Argued November 2, 2021 Decided March 24, 2022
- Full case name: Houston Community College System v. David Buren Wilson
- Docket no.: 20-804
- Citations: 595 U.S. 468 (more) 142 S. Ct. 1253, 212 L. Ed. 2d 303

Case history
- Prior: No. 18-CV-00744, 2019 WL 1317797 (S.D. Tex. Mar. 22, 2019)(dismissing complaint); 955 F.3d 490 (5th Cir. 2020)(reversing); 966 F.3d 341 (5th Cir. 2020)(denying rehearing en banc)

Holding
- A local government board member's freedom of speech was not abridged when he was verbally censured by his colleagues.

Court membership
- Chief Justice John Roberts Associate Justices Clarence Thomas · Stephen Breyer Samuel Alito · Sonia Sotomayor Elena Kagan · Neil Gorsuch Brett Kavanaugh · Amy Coney Barrett

Case opinion
- Majority: Gorsuch, joined by unanimous

Laws applied
- U.S. Const. amend. I

= Houston Community College System v. Wilson =

Houston Community College System v. Wilson, 595 U.S. 468 (2022), is a United States Supreme Court case involving the First Amendment to the United States Constitution. The unanimous Court held that a local government board member's freedom of speech was not abridged when he was verbally censured by his colleagues.

== Background ==
David Buren Wilson was elected a member of the Houston Community College System's board in 2013. He was censured for repeated incidences of what other members of the Board of Trustees deemed to be behavior that was not becoming of an elected official or beneficial to the HCC system.
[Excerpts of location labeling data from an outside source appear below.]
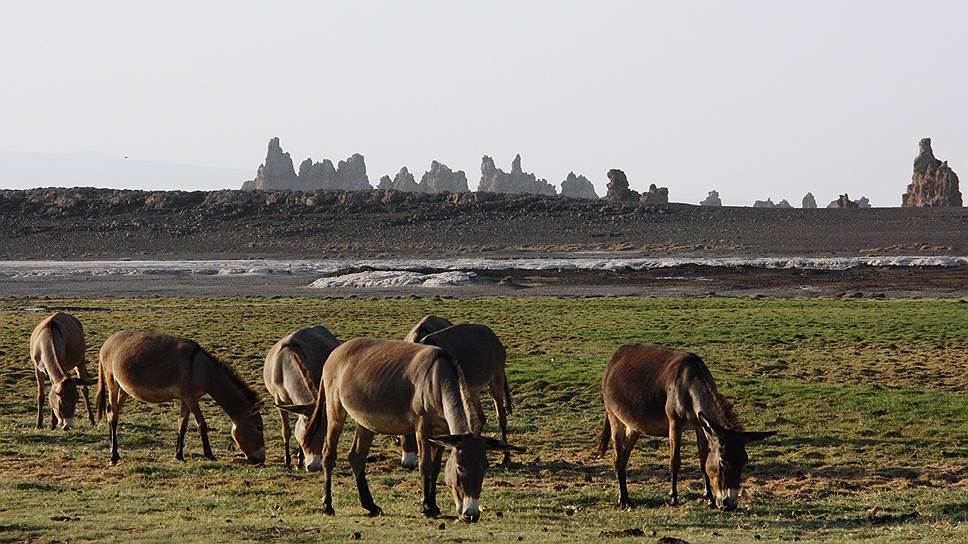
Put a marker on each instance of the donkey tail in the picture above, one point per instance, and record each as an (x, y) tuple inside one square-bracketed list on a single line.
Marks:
[(508, 405), (604, 439), (102, 392)]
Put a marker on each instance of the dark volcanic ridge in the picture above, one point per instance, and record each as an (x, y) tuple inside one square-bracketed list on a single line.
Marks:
[(103, 223)]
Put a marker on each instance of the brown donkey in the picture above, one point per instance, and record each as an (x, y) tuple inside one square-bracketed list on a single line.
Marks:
[(657, 391), (481, 356), (393, 387), (292, 373), (156, 368), (56, 347)]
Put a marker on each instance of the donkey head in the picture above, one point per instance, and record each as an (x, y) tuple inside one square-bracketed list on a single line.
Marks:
[(465, 469), (247, 433), (726, 459), (63, 399)]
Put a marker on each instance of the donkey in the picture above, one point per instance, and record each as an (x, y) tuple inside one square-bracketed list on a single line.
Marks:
[(292, 372), (393, 387), (157, 368), (56, 347), (481, 356), (657, 391)]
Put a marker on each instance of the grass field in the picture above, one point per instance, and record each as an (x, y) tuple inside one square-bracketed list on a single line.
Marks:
[(869, 398)]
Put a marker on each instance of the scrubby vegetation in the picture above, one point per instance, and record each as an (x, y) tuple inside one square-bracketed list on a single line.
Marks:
[(868, 396)]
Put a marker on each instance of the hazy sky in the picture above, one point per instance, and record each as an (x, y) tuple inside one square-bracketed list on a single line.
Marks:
[(753, 98)]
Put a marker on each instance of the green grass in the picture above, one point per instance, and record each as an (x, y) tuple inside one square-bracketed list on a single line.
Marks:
[(868, 396)]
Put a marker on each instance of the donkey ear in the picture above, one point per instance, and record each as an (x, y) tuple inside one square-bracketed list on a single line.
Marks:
[(447, 440), (757, 436), (500, 445), (298, 409), (709, 426)]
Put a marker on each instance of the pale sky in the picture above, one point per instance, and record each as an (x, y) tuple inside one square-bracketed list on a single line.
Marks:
[(756, 98)]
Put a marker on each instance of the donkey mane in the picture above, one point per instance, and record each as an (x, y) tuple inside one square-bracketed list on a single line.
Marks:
[(247, 392), (473, 420), (726, 414)]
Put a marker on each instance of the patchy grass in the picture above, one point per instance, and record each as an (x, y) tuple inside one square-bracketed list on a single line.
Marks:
[(869, 398)]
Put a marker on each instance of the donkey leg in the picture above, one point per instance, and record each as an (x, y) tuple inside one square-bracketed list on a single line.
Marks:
[(40, 398), (182, 429), (82, 373), (620, 460), (116, 398), (408, 446), (202, 427), (357, 459), (703, 444), (335, 417), (497, 393), (675, 460), (436, 454), (286, 433), (428, 476)]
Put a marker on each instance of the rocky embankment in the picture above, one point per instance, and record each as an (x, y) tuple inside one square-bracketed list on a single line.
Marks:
[(104, 223)]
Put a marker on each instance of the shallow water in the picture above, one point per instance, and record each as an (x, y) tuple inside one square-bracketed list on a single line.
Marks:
[(329, 267)]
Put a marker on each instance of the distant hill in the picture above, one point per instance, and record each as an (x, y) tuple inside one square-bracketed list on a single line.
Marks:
[(20, 170)]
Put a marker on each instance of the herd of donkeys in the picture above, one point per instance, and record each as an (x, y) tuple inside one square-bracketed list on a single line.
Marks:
[(425, 389)]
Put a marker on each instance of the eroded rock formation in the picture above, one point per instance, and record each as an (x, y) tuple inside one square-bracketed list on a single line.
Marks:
[(712, 199), (933, 184), (618, 187), (656, 196), (843, 201), (277, 173), (403, 181), (618, 191), (808, 201), (441, 179), (578, 187), (495, 180)]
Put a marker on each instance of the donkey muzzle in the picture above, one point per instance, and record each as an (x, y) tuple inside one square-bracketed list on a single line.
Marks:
[(471, 510)]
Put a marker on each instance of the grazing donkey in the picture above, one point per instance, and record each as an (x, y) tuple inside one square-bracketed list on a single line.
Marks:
[(56, 347), (156, 368), (393, 387), (292, 373), (481, 356), (657, 391)]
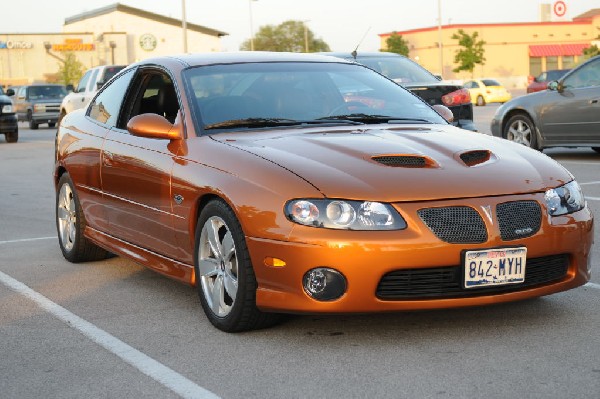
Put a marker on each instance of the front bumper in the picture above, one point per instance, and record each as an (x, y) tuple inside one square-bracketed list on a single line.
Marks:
[(365, 257), (8, 123)]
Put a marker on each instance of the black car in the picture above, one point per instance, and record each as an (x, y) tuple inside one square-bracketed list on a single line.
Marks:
[(420, 81), (8, 119)]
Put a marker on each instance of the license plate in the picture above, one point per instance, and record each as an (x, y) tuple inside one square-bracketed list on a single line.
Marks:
[(491, 267)]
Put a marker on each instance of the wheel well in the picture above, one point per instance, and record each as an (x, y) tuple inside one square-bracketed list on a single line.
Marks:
[(510, 115)]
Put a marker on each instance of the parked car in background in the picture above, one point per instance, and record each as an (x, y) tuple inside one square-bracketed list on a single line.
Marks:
[(485, 91), (540, 82), (39, 103), (8, 119), (565, 115), (91, 81), (250, 176), (420, 81)]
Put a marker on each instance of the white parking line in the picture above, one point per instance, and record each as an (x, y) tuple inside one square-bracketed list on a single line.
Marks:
[(150, 367), (27, 239), (593, 285)]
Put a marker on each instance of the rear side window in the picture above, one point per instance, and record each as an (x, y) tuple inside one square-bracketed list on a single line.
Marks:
[(106, 106)]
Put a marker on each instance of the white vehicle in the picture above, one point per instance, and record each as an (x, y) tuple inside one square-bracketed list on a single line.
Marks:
[(91, 81)]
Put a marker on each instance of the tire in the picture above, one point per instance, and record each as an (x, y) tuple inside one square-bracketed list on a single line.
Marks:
[(70, 224), (33, 125), (521, 129), (224, 275), (12, 137)]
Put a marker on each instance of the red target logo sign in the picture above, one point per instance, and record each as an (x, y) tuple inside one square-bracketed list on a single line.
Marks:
[(559, 8)]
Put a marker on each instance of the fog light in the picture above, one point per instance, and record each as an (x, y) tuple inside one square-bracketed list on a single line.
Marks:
[(324, 284)]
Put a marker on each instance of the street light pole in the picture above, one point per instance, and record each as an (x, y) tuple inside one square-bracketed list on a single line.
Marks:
[(251, 26), (184, 26)]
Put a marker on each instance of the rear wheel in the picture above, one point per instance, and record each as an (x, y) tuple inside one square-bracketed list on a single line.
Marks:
[(33, 125), (12, 137), (70, 224), (224, 274), (521, 129)]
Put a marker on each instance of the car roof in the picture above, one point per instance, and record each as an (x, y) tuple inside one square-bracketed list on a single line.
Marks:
[(242, 57)]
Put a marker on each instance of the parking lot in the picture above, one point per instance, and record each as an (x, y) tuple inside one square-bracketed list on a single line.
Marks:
[(115, 329)]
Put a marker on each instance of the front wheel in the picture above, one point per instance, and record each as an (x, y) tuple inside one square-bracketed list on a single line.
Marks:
[(224, 274), (521, 129), (70, 224)]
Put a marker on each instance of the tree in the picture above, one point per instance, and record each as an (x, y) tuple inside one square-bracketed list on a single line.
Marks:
[(471, 53), (70, 70), (396, 44), (292, 36)]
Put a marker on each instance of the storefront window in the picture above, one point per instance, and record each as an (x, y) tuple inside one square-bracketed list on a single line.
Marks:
[(551, 63), (568, 61), (535, 66)]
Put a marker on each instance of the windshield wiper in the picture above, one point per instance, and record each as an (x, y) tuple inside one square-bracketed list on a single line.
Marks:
[(368, 118), (274, 122)]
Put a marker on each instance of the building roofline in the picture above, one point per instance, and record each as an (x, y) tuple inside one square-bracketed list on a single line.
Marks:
[(144, 14), (479, 26)]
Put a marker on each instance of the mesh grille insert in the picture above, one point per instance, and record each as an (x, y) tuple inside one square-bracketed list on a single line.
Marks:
[(473, 158), (518, 219), (455, 224), (446, 282), (407, 161)]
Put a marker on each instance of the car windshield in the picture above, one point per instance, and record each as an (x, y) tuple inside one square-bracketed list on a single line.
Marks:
[(46, 92), (261, 95), (399, 69), (490, 82)]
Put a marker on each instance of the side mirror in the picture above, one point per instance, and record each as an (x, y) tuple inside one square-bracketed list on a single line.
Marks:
[(555, 86), (444, 112), (153, 126)]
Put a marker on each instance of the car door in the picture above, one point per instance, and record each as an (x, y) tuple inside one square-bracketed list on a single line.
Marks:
[(572, 114), (136, 171)]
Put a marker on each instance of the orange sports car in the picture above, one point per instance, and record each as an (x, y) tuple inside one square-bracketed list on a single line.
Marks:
[(292, 183)]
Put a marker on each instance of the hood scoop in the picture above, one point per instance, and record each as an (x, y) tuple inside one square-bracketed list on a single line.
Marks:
[(475, 157), (404, 161)]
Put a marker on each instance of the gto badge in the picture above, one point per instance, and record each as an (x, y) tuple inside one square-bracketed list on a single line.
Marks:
[(488, 212)]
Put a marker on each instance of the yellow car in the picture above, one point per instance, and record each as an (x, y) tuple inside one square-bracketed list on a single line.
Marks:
[(487, 91)]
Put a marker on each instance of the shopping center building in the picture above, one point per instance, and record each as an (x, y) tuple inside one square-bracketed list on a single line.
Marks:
[(513, 51), (116, 34)]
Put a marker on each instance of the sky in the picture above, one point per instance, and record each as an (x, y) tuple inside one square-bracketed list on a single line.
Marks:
[(340, 23)]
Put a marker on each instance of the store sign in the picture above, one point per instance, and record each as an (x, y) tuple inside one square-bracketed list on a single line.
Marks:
[(74, 45), (16, 45)]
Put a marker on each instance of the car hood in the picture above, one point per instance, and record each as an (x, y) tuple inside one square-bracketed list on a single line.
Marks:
[(430, 162)]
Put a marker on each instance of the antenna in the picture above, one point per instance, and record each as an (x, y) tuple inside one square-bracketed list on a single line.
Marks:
[(355, 52)]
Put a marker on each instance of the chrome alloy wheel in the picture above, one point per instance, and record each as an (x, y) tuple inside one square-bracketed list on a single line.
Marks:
[(67, 217), (218, 266), (520, 132)]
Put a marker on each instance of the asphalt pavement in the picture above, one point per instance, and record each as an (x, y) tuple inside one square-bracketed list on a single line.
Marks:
[(114, 329)]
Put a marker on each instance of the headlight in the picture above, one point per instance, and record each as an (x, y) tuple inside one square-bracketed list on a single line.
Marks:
[(564, 199), (342, 214)]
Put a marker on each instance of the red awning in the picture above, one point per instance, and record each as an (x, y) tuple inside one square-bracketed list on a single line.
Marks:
[(555, 50)]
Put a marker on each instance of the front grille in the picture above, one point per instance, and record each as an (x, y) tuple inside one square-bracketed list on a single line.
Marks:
[(407, 161), (518, 219), (455, 224), (446, 282), (476, 157)]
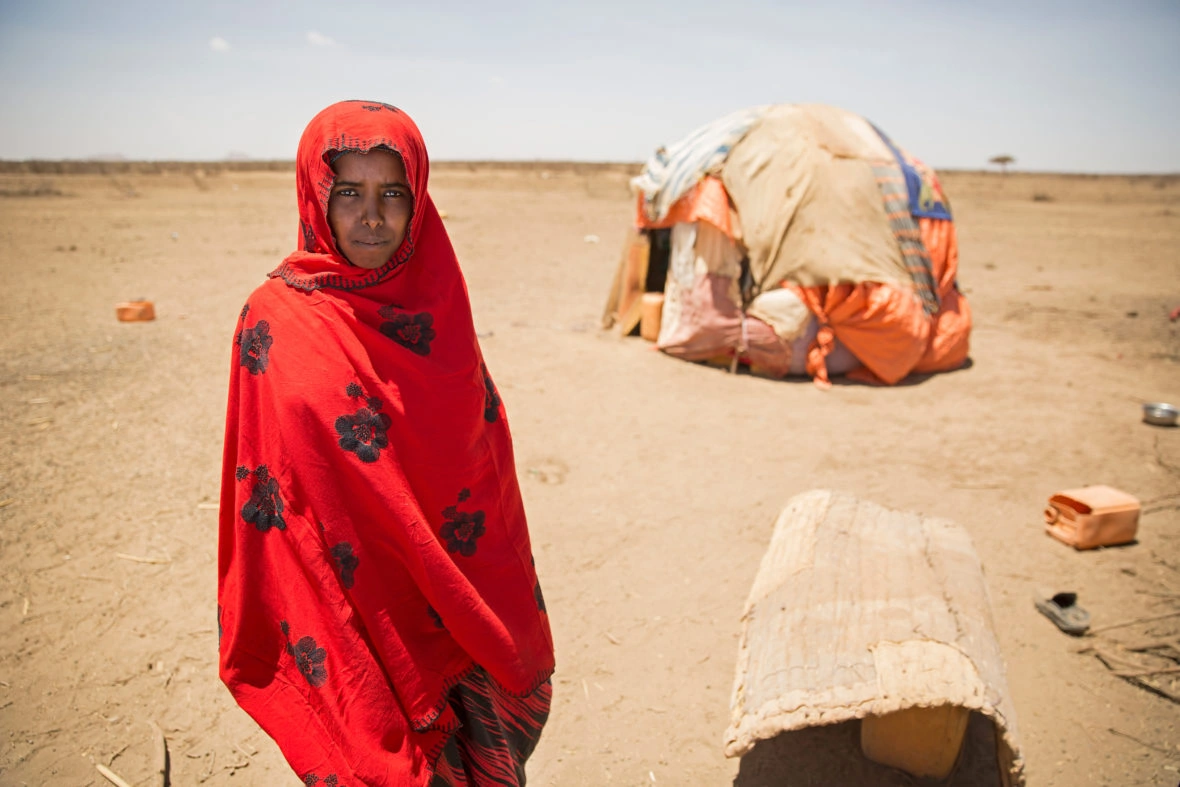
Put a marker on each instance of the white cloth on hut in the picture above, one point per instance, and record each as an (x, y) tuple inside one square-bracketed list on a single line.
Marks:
[(672, 171)]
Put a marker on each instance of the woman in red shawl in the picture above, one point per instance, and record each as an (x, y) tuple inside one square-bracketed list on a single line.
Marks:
[(379, 611)]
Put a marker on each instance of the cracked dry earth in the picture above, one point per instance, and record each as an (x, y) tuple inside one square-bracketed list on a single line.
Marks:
[(651, 484)]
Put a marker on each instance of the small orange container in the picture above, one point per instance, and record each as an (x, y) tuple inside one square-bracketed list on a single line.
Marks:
[(1092, 516), (135, 312)]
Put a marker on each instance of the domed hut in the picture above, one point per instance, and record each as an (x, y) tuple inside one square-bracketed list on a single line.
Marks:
[(794, 238)]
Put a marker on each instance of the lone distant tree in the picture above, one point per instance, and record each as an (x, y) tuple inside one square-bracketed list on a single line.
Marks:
[(1002, 162)]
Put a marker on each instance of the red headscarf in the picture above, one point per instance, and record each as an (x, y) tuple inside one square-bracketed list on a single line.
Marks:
[(373, 546)]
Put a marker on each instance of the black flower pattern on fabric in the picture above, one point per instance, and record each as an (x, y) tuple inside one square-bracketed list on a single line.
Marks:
[(414, 332), (346, 562), (254, 346), (491, 397), (461, 529), (366, 431), (312, 780), (264, 509), (308, 236), (308, 657)]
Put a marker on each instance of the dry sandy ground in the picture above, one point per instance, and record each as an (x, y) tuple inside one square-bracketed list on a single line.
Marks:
[(651, 484)]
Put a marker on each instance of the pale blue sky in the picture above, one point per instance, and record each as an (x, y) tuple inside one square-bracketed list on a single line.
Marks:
[(1067, 86)]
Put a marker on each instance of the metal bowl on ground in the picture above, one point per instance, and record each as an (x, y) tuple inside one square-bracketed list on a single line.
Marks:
[(1160, 413)]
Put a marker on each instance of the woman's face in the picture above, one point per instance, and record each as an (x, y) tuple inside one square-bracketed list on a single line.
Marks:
[(369, 207)]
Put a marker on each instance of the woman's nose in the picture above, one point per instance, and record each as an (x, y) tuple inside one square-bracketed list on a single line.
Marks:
[(372, 215)]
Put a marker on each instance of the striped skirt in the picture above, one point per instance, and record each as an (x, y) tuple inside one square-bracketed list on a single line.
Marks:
[(497, 734)]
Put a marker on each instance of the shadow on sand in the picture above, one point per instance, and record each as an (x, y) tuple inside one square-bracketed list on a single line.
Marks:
[(831, 755)]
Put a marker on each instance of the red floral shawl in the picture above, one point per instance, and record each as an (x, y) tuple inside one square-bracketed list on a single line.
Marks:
[(373, 545)]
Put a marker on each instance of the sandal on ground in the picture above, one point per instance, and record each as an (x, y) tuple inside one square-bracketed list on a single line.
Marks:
[(1063, 610)]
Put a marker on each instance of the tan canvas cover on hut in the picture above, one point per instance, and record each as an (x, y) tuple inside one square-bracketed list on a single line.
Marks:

Wilson filed suit in the United States District Court for the Southern District of Texas claiming that the censure was an offense to his First Amendment rights.

In March 2019, U.S. District Judge Kenneth M. Hoyt dismissed Wilson's complaint, finding that no right was violated so no injury was suffered. In April 2020, the United States Court of Appeals for the Fifth Circuit, reversed, with U.S. Circuit Judge W. Eugene Davis writing for the unanimous panel that Wilson had suffered "mental anguish" and criticizing the lower court for using out-of-circuit precedent. The Fifth Circuit then deadlocked 8-8 on whether to rehear en banc, with Circuit Judges Edith Jones and James C. Ho both writing dissents criticizing the panel for creating a circuit split.

== Supreme Court ==
Certiorari was granted in the case on April 26, 2021. The Court heard oral arguments on November 2, 2021, where an assistant to the Solicitor General of the United States appeared as a friend of the community college.

On March 24, 2022, the Supreme Court announced judgment in favor of the community college, unanimously voting to reverse the circuit court. Writing for the Court, Justice Neil Gorsuch found that Wilson's First Amendment rights were not violated by his fellow board members' censure of him because the censure did not result in any hindrance of his ability to exercise his free speech in his capacity as an elected official and member of the public. The opinion cites the fact that the use of censure by elected bodies to address the behavior and actions of their members is a practice with a long history in the United States, and it also states that the censure itself constitutes an exercise of First Amendment rights by Wilson's colleagues on the board who voted to reprimand him.